13.11.2007

New Eurostar-Terminal St Pancras in London

From November 14, Eurostar trains will writhe out from under the St Pancras station's unforgettable train shed roof through new tunnels and £5.8bn-worth of newly forged engineering works to reach Paris Gare du Nord in just two-and-a-quarter hours.

When St Pancras was threatened with destruction in 1966, eminent architectural historians - including Nikolaus Pevsner and tireless conservationists, notably John Betjeman - fought a vigorous campaign to shame British Railways and Harold Wilson's government. Only a few years earlier, London had lost the world-famous Euston Arch. This time, the conservation lobby had developed the teeth of a great white shark and the grip of a bulldog.
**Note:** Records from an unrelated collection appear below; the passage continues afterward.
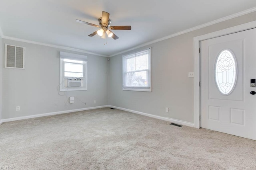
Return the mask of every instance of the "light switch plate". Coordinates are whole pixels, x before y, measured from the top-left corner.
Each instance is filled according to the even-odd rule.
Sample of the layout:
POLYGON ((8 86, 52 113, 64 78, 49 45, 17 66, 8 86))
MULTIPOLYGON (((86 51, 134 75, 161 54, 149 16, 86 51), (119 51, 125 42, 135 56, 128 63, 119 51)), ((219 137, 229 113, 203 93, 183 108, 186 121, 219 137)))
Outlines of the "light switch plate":
POLYGON ((194 77, 194 72, 189 72, 188 77, 194 77))

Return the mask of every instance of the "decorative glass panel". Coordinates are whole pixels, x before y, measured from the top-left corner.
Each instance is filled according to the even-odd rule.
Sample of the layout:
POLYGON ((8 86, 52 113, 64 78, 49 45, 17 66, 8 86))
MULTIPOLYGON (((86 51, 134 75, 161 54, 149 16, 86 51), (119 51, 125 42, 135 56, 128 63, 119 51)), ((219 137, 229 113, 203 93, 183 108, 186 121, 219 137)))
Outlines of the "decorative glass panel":
POLYGON ((220 92, 229 94, 235 87, 237 77, 236 61, 228 50, 222 51, 218 57, 215 66, 215 80, 220 92))

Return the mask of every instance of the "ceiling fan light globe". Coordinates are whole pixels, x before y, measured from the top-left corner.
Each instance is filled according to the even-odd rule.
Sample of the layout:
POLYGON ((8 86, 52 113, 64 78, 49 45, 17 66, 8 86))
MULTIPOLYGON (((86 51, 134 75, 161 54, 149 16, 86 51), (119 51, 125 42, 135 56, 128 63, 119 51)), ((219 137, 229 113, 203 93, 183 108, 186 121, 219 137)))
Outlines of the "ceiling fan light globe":
POLYGON ((105 33, 103 33, 103 35, 101 36, 101 37, 103 39, 105 39, 106 38, 106 34, 105 33))
POLYGON ((99 35, 102 36, 103 35, 103 33, 104 32, 104 30, 103 29, 100 29, 99 30, 98 30, 97 31, 97 33, 99 35))
POLYGON ((109 30, 107 30, 107 34, 108 34, 108 37, 112 37, 113 36, 113 33, 109 30))

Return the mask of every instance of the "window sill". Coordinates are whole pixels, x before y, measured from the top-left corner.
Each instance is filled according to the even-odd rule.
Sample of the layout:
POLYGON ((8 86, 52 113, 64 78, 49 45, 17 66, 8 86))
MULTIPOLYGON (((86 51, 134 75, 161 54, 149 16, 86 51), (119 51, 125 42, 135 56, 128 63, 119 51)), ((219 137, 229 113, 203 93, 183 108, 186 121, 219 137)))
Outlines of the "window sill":
POLYGON ((126 91, 137 91, 139 92, 151 92, 151 88, 123 88, 123 90, 126 91))
POLYGON ((60 89, 60 92, 64 92, 65 91, 83 91, 87 90, 86 88, 62 88, 60 89))

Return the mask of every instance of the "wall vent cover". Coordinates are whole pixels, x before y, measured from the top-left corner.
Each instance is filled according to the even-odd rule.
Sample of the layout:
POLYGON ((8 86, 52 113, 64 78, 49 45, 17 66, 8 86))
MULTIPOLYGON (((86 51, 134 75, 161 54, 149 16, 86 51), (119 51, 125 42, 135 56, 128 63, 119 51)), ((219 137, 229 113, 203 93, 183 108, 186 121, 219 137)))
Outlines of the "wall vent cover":
POLYGON ((25 47, 5 44, 4 67, 25 68, 25 47))

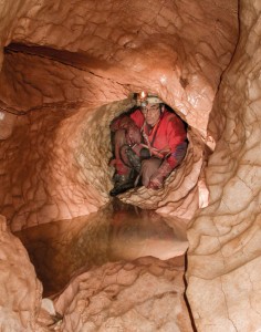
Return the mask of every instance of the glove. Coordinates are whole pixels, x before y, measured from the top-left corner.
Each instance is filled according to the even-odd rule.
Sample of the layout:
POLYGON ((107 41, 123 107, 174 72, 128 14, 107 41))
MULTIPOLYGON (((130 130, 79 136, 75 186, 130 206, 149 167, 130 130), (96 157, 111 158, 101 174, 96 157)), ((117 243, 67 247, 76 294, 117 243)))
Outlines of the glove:
POLYGON ((157 190, 163 187, 164 180, 171 173, 173 167, 167 160, 163 162, 158 170, 150 177, 147 188, 157 190))

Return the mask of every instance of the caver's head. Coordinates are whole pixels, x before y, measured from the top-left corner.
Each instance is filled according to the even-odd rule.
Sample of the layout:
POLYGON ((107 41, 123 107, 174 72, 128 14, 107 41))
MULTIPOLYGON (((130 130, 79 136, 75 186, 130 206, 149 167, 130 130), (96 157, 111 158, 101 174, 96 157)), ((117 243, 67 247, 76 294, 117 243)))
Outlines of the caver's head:
POLYGON ((164 112, 165 105, 158 96, 147 95, 143 93, 140 93, 139 95, 140 110, 145 116, 145 121, 148 125, 154 126, 158 122, 161 112, 164 112))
St Pancras was listed Grade 1, the same status as those other great gothic national monuments, Westminster Abbey and the Palace of Westminster.

Quality abounds in this extraordinary public space. Rich, scratch-proof timber floors here. Stone flagstones there. No carpets. No McDonald's. The very latest in easy-to-use information technology. All this in Britain, the land of tat, executive homes, chainstore mania and shopping malls.

This is all the more remarkable given the extremely complex nature of the project. Eurostar platforms and undercroft aside, works include a new concrete station beneath St Pancras for the Bedford to Brighton services, connecting the terminus with Luton and Gatwick airports; a modernised and vastly extended London Underground station at King's Cross St Pancras; new regional train platforms for the Midland main line and future services, aboard Japanese-built "bullet trains", to Stratford and Kent; the restoration and extension of Scott's hotel into a five-star Marriott Renaissance; the construction of a new gothic wing by Richard Griffiths and RHWL architects as an extension to the hotel; and flats in the upper floors of the old Midland Grand converted by the Manhattan Loft Corporation.

In its new guise, and despite the security measures necessary to keep Eurostar services safe, St Pancras will remain very much a public building. A common walkway passes through the Eurostar undercroft. Anyone will be able to come here to drink at the champagne bar set alongside arriving and departing trains, to meet beneath the station's new statues of reunited lovers and of Sir John Betjeman. The station will even boast a farmers' market.